Hobsbawm melihat nasionalisme sebagai ideologi tanpa realitas.Realitas bangsa sedikit berhubungan dengan teori nasionalisme. Hobsbawm pertama-tama menjelaskan  bahasa kesatuan yang menjadi dasar nasionalisme pada mulanya adalah mitos, karena lahir dari homogenisasi yang dipaksakan.Â
Misalnya, laporan Abbe Gregoire tahun 1794 tentang keadaan bahasa Prancis di Prancis menyimpulkan  hampir satu dari lima orang Prancis memiliki pengetahuan aktif dan pasif tentang bahasa nasional seperti yang dipraktikkan di Konvensi dan di masyarakat Paris. Pada tahun 1860, hanya satu dari empat puluh orang Italia yang berbicara bahasa Italia "murni" saat ini. Dengan demikian Hobsbawm menunjukkan  nasionalisme sebenarnya berhubungan dengan tingkat abstraksi yang tidak sesuai dengan kenyataan hidup rakyat. Hanya ada, untuk yang satu ini, negara-negara kecil ("provinsi") sering dihubungkan oleh agama yang sama.
 Apakah itu "Rusia Suci" ortodoks atau Swiss di mana hanya sebuah kontrak yang menghubungkan kanton-kanton, negara tidak sesuai dengan realitas duniawi sehari-hari. Oleh karena itu Hobsbawm berpikir  nasionalisme melayani borjuasi untuk mempertahankan kelompok-kelompok pemersatu besar sebelum nasionalisme (seperti Kerajaan Prancis) setelah jatuhnya monarki hak ilahi. "Bukan bangsa, tulisnya, yang membentuk negara dan nasionalisme; justru sebaliknya" (Bangsa dan Nasionalisme).
Nasionalisme akhirnya diinstrumentasikan dalam perimbangan kekuasaan. Ketidakstabilan ide bangsa telah memungkinkan kekuatan yang berbeda untuk menjadikannya ideologi mereka pada momen sejarah yang berbeda. Oleh karena itu Hobsbawm memandang nasionalisme sebagai masalah bagi para aktor Sejarah, yang berjuang untuk memaksakan definisi mereka tentang bangsa. Mereka yang ingin menjadikannya alat dominasi borjuis mengalahkan mereka yang ingin menjadikannya alat emansipasi, bahkan revolusi.Â
Yang pertama telah berhasil menangkap ideologi bangsa berkat nasionalisme negara, dan mereka dengan terampil menguasai investasi emosional kolektifnya. Namun, bangsa borjuis memperlambat ekspansi kapitalisme internasional melalui penyatuan pasar; inilah mengapa komunitas fiktif yang diciptakan oleh borjuasi akhirnya diinvestasikan kembali oleh kehidupan nyata rakyat
"Dengan fakta menjadi 'rakyat', Hobsbawm menjelaskan, warga negara menjadi semacam komunitas, meskipun imajiner, dan anggotanya dengan demikian datang untuk mencari, dan karena itu menemukan diri mereka sendiri, hal-hal yang sama, tempat, praktik , pahlawan, kenangan, tanda dan simbol" (Nations et nationalisme).

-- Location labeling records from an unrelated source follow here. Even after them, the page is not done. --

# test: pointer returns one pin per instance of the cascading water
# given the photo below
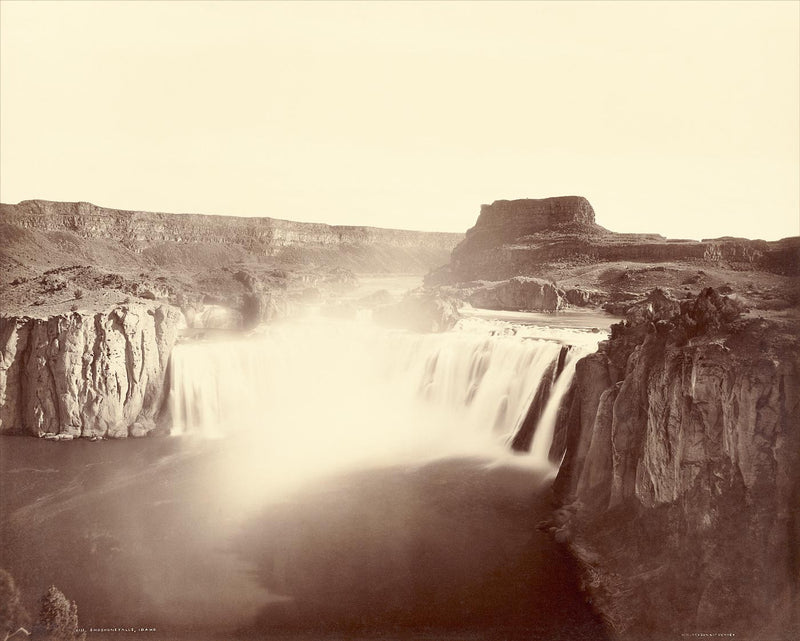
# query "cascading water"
(334, 391)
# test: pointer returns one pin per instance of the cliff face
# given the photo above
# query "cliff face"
(680, 482)
(362, 248)
(518, 237)
(85, 374)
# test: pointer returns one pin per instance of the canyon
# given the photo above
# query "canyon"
(679, 481)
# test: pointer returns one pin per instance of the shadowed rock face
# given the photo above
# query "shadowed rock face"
(85, 374)
(680, 482)
(360, 248)
(516, 237)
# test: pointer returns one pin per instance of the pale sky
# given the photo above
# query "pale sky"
(675, 118)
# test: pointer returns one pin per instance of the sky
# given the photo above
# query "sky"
(679, 118)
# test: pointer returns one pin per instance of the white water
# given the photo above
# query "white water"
(316, 396)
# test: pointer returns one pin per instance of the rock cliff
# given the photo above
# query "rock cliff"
(164, 237)
(85, 374)
(681, 476)
(521, 237)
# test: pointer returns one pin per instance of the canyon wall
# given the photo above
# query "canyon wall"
(680, 483)
(364, 248)
(86, 374)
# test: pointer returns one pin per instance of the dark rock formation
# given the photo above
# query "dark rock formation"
(420, 311)
(186, 239)
(517, 237)
(85, 374)
(520, 293)
(681, 480)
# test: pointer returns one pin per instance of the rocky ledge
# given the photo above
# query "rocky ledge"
(86, 374)
(524, 237)
(193, 238)
(681, 475)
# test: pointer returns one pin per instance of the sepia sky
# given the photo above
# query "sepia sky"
(679, 118)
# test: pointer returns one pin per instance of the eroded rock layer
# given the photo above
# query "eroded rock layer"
(680, 482)
(516, 237)
(85, 374)
(165, 237)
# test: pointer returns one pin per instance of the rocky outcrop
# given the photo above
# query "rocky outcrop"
(520, 293)
(681, 476)
(517, 237)
(166, 237)
(86, 374)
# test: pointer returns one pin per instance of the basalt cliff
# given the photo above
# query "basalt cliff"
(361, 249)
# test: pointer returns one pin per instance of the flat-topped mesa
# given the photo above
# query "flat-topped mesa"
(522, 237)
(139, 229)
(507, 220)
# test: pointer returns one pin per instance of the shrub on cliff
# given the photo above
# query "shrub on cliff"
(58, 617)
(13, 615)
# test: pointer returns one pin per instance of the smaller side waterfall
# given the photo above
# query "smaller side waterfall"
(353, 385)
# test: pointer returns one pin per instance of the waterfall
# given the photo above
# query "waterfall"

Tradisi nasional dengan demikian secara bertahap diciptakan untuk menciptakan komunitas imajiner yang seharusnya mewakili bangsa. Oleh karena itu, nasionalisme menjadi bentuk agama sekuler yang menjadi asal mula ritual dan praktik kolektif.
Citasi: E. J. Hobsbawm,. 2012,.Nations and Nationalism since 1780 Programme, Myth, Reality, 2nd Edition. Birkbeck College, University of London.